Migrate data-processing clusters to us-central1 #1092

stephen-soltesz · 2022-06-09T20:21:49Z

The data-processing cluster in mlab-sandbox & mlab-staging is in us-east, while the archive-measurement-lab bucket is in us-central1. These clusters should be redeployed to us-central, and their output buckets recreated in us-central. Since we want the GKE cluster to be managed by Terraform, we will recreate the production cluster as well.

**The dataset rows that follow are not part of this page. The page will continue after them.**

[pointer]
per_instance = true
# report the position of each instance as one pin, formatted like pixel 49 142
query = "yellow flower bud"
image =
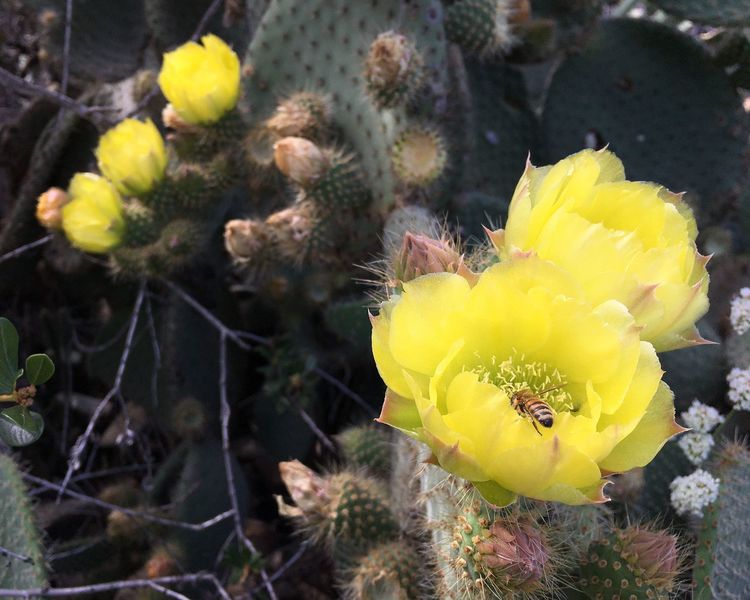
pixel 202 82
pixel 49 208
pixel 93 219
pixel 623 240
pixel 132 156
pixel 519 384
pixel 299 159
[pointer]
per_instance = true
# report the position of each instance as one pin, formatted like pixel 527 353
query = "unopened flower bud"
pixel 393 69
pixel 296 222
pixel 49 208
pixel 244 238
pixel 653 552
pixel 308 489
pixel 421 254
pixel 299 159
pixel 515 552
pixel 172 119
pixel 304 114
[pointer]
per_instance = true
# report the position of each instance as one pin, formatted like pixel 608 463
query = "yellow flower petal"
pixel 201 82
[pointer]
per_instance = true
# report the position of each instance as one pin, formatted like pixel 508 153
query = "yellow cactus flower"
pixel 93 219
pixel 132 156
pixel 456 357
pixel 623 240
pixel 201 82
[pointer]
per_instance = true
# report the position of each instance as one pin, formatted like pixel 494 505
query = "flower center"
pixel 515 373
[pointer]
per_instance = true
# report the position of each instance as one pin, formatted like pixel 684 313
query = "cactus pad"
pixel 18 533
pixel 713 12
pixel 656 97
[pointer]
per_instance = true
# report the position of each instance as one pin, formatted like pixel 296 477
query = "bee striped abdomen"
pixel 526 402
pixel 540 410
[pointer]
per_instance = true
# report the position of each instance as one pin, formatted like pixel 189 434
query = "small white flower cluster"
pixel 692 493
pixel 696 446
pixel 701 417
pixel 739 388
pixel 739 313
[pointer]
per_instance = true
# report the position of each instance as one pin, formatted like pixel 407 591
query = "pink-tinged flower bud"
pixel 309 490
pixel 244 238
pixel 516 553
pixel 49 208
pixel 299 159
pixel 654 552
pixel 420 255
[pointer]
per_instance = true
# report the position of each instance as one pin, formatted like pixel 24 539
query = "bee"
pixel 526 402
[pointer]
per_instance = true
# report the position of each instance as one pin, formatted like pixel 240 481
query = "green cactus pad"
pixel 19 533
pixel 708 360
pixel 712 12
pixel 478 26
pixel 605 574
pixel 361 518
pixel 393 70
pixel 663 106
pixel 339 187
pixel 722 551
pixel 367 446
pixel 389 571
pixel 321 46
pixel 670 462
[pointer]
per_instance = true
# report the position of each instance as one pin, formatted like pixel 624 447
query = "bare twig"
pixel 226 412
pixel 206 314
pixel 210 12
pixel 66 46
pixel 283 568
pixel 79 447
pixel 166 591
pixel 13 81
pixel 293 559
pixel 139 514
pixel 111 586
pixel 326 441
pixel 25 247
pixel 155 349
pixel 21 557
pixel 348 392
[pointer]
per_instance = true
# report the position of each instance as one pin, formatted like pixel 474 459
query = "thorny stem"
pixel 25 247
pixel 226 412
pixel 157 583
pixel 82 442
pixel 21 557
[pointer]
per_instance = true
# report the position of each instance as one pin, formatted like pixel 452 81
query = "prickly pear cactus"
pixel 719 570
pixel 712 12
pixel 19 532
pixel 289 54
pixel 653 88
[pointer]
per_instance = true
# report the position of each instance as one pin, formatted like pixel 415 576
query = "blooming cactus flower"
pixel 202 82
pixel 132 156
pixel 93 219
pixel 631 241
pixel 454 356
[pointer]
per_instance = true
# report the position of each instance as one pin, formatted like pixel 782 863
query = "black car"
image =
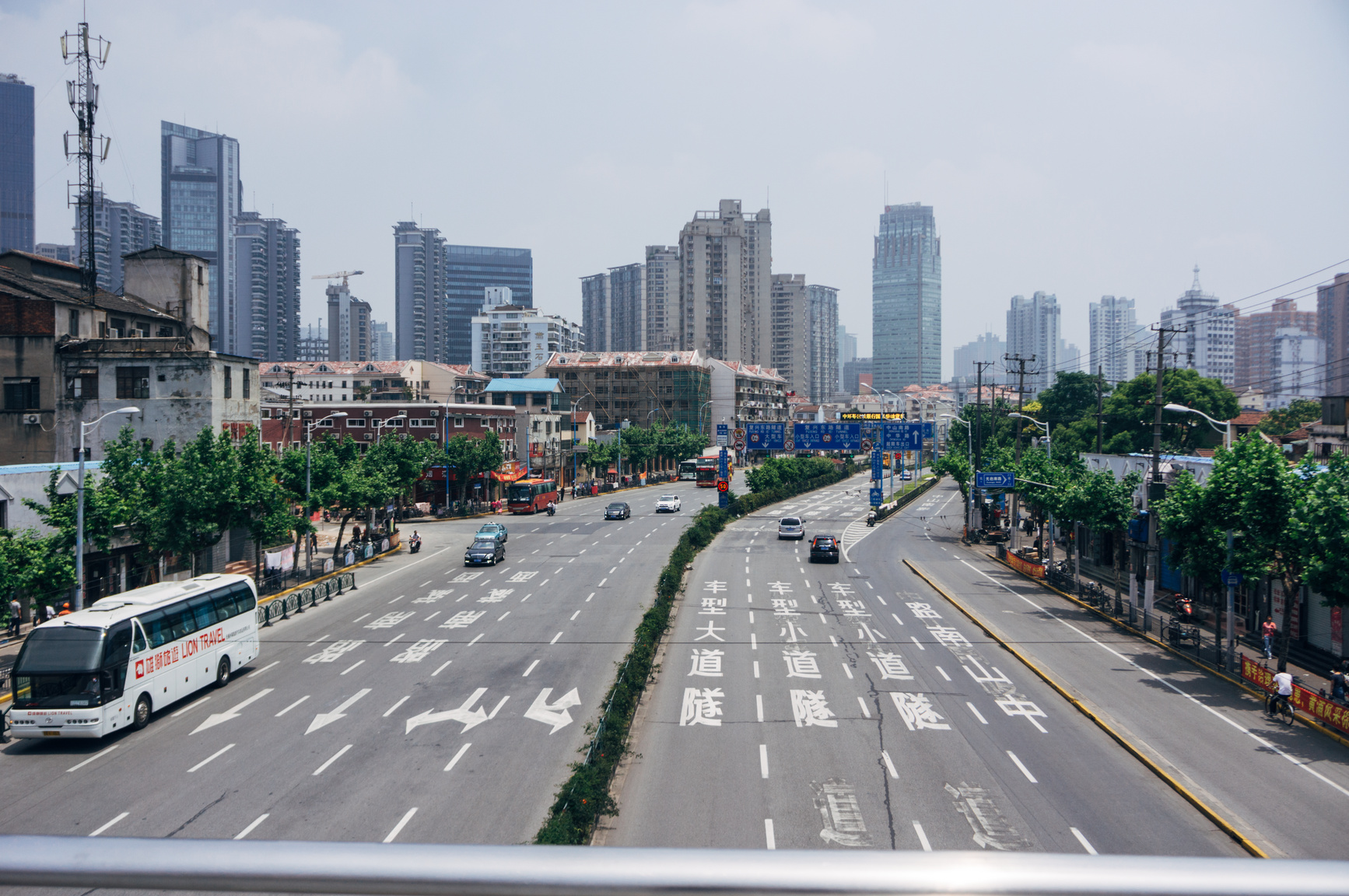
pixel 825 548
pixel 489 551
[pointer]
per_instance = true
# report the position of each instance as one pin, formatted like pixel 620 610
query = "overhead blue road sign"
pixel 766 436
pixel 994 479
pixel 827 436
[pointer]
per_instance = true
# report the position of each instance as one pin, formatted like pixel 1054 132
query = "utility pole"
pixel 1100 401
pixel 86 53
pixel 1150 583
pixel 1020 400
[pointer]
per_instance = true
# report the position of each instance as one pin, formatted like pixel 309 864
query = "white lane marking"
pixel 100 830
pixel 104 751
pixel 218 753
pixel 331 760
pixel 1024 769
pixel 917 829
pixel 191 706
pixel 250 829
pixel 1158 677
pixel 457 756
pixel 233 712
pixel 400 824
pixel 262 670
pixel 292 706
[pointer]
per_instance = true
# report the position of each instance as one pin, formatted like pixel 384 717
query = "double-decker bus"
pixel 531 495
pixel 108 667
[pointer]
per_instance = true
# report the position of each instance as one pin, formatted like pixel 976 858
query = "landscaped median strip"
pixel 584 796
pixel 1313 723
pixel 1119 738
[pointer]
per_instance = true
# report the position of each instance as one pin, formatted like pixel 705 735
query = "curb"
pixel 1119 738
pixel 1201 664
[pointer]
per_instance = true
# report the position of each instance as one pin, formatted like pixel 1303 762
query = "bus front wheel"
pixel 142 716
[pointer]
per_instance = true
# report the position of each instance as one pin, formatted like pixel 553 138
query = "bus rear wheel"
pixel 141 718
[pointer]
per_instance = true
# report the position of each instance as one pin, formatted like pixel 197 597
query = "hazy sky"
pixel 1080 149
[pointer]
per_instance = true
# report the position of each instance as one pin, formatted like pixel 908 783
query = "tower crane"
pixel 342 275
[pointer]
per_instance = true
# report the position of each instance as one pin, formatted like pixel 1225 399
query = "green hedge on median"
pixel 586 795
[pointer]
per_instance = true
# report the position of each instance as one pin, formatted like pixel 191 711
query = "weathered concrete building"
pixel 68 358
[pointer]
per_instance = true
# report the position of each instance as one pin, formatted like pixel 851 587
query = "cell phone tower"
pixel 86 53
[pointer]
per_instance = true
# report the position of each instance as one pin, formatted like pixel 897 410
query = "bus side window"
pixel 201 611
pixel 157 628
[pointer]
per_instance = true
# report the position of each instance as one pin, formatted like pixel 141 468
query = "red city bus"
pixel 531 495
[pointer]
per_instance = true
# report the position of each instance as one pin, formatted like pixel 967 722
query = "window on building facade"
pixel 132 382
pixel 22 393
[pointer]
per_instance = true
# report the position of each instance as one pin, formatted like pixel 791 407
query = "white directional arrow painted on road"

create new data-processing cluster in us-central1 for sandbox & staging
create new etl-$PROJECT replacement bucket in us-central
create new etl-$PROJECT-us-central1 buckets & update etl & gardener configuration to use them

Production deployment

Tag terraform-support repo to create data-pipeline cluster in production

Import service account into TF by hand.

terraform import module.data-pipeline.google_service_account.stats_pipeline  \
    projects/mlab-oti/serviceAccounts/[email protected]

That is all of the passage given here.